Mammoth-killing impact? Probably not.
Has Curiosity Found Fossilized Life on Mars?
Images of sedimentary rocks (those rocks formed from when particles of other rocks are eroded, transported, and deposited then later transformed to rock) from Mars show structures that we know are related to the actions of water. Streams and lakes apparently existed on Mars in the remote past.
With the presence of liquid water on Mars, at least in the past, it makes sense that life too might have existed, or may yet still exist in some hidden place. However, no direct evidence of life has been found.
Recently, the Curiosity Rover took photos of a sandstone (referred to as the Gillespie Lake sandstone) which appears to represent a lake environment. More importantly, the surface of this sandstone bears features that on Earth would be interpreted as microbial mats, or thin films of bacteria and single-celled organisms that covered the sea floor and still form a layer on the bottom of standing bodies of water.
This is the first potential fossil evidence of life on Mars.
It’s still possible that these structures are mis-interpreted – there’s only so much one can do with a photograph – but it’s pretty compelling. If they are fossil organisms, they may lend great insight to the history of life on Earth, but are no guarantee that life still exists on Mars.

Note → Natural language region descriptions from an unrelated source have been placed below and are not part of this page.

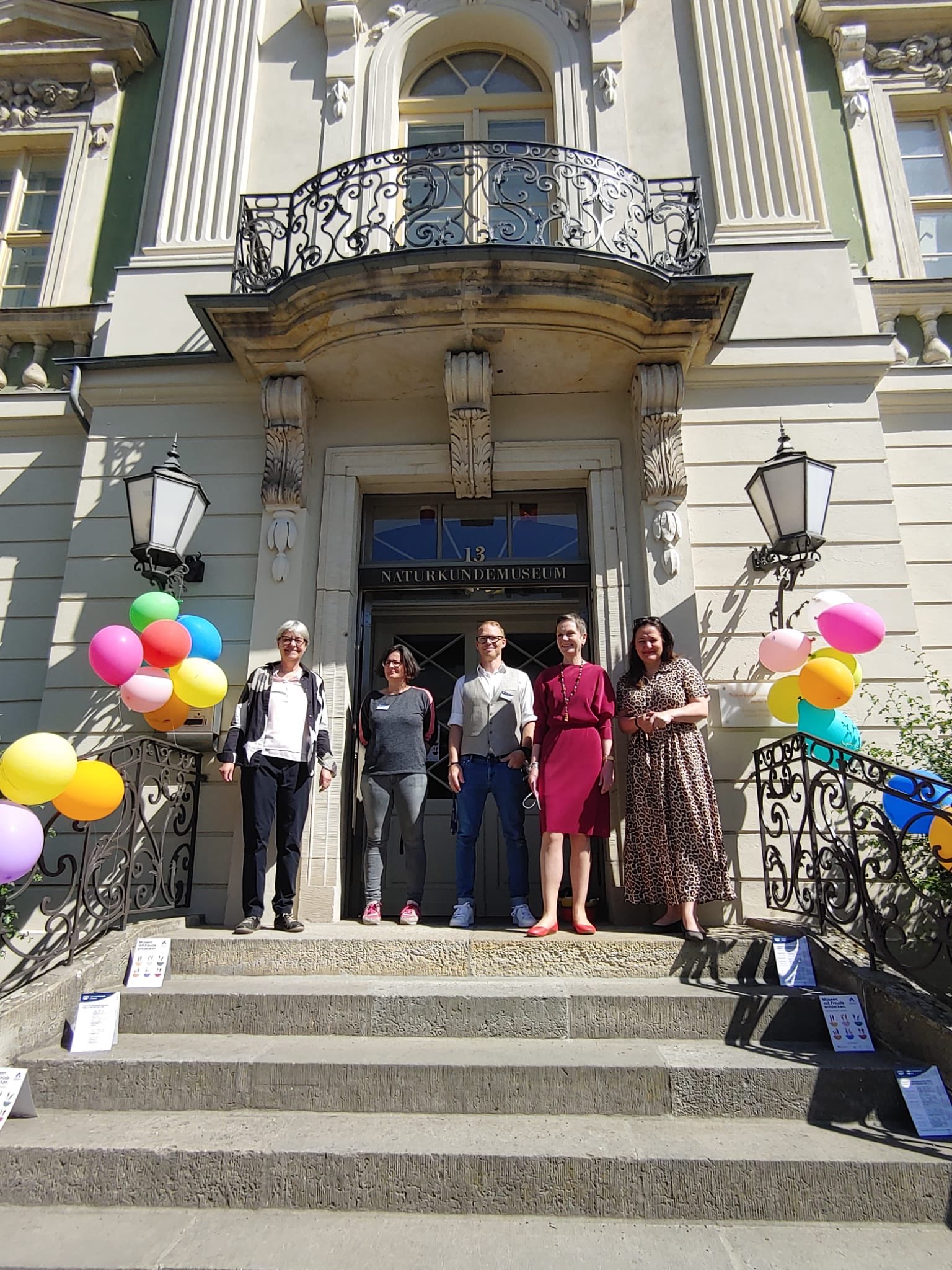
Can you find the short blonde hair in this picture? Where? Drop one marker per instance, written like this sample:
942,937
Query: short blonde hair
294,628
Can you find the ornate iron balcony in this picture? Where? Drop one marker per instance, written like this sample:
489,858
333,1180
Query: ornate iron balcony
466,195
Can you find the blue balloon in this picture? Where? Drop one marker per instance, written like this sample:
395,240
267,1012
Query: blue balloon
906,813
206,641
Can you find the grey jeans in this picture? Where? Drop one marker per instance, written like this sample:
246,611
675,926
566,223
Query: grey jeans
408,791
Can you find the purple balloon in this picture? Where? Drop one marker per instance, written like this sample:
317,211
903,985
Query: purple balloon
20,841
116,654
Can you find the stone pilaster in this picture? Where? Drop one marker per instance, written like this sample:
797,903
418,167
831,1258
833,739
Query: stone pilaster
763,158
205,167
467,379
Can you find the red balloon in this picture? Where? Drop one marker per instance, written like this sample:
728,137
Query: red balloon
165,643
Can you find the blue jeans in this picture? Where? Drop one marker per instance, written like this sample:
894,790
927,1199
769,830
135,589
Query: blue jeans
484,776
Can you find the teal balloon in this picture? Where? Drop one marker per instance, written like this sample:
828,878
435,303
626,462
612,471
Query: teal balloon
206,641
833,727
154,606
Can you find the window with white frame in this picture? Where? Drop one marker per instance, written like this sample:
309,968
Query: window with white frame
926,146
31,184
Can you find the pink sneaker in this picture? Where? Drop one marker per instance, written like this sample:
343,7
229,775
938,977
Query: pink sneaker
410,913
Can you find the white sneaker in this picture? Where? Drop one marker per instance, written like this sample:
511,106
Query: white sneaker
464,916
522,917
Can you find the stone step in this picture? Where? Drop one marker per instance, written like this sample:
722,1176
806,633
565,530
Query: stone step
188,1238
348,948
452,1076
664,1169
363,1006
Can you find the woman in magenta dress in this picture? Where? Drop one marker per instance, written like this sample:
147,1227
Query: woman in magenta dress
571,770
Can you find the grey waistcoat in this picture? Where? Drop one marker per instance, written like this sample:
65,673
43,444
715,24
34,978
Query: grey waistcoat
491,727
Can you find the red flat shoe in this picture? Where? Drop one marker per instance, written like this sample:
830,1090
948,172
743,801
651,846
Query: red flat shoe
539,930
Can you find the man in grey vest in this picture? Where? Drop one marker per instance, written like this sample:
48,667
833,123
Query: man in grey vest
490,737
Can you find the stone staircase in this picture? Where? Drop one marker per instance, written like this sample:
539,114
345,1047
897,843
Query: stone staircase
439,1072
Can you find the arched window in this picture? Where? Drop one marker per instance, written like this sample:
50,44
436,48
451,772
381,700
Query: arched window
477,94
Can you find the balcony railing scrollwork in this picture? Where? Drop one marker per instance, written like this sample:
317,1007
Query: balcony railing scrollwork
832,855
472,193
93,878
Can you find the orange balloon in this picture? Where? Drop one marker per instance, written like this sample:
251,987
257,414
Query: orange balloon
94,791
169,717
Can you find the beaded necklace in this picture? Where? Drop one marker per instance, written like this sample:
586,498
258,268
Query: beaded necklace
568,696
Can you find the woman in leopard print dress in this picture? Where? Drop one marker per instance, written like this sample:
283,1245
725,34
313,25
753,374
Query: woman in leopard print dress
673,843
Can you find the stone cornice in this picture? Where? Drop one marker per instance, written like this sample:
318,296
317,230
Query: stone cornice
56,41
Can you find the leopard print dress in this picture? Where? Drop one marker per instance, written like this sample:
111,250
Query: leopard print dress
673,843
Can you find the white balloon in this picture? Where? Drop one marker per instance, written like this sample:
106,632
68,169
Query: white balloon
824,600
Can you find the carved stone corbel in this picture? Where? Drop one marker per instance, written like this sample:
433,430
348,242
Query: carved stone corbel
469,384
287,406
658,393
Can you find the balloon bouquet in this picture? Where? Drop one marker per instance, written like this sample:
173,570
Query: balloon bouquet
826,681
179,652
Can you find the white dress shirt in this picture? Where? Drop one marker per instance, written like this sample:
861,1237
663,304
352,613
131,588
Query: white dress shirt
488,678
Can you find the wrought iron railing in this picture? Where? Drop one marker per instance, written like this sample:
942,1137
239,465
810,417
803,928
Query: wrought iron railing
470,193
93,878
831,854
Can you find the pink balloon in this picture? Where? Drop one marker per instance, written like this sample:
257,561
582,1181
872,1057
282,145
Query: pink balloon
149,689
852,628
785,651
20,841
116,654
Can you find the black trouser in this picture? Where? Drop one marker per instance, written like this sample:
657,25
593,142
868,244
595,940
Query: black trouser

Study casts doubt on mammoth-killing cosmic impact
It has been put forward that the extinction of the so-called ‘megafauna’ (mammoths, mastodons, woolly rhinos, giant sloths, saber-toothed tigers etc) was caused not by the influence of man, nor by the influence of climate change at the end of the last glacial event, but instead was caused by a meteor impact around 12,900 years ago. One line of evidence for a meteorite impact is tiny glassy droplets of scoria, something that can only form from intense heat and melting of sediments, which could occur with an impact event.
Four archaeological sites in Syria that have these droplets of scoria and are of approximately the correct age were examined for evidence of an impact source. The study shows that the droplets are not related to an extraterrestrial impact, but instead to the burning of the simple homes in which people lived which were made of local mud and straw.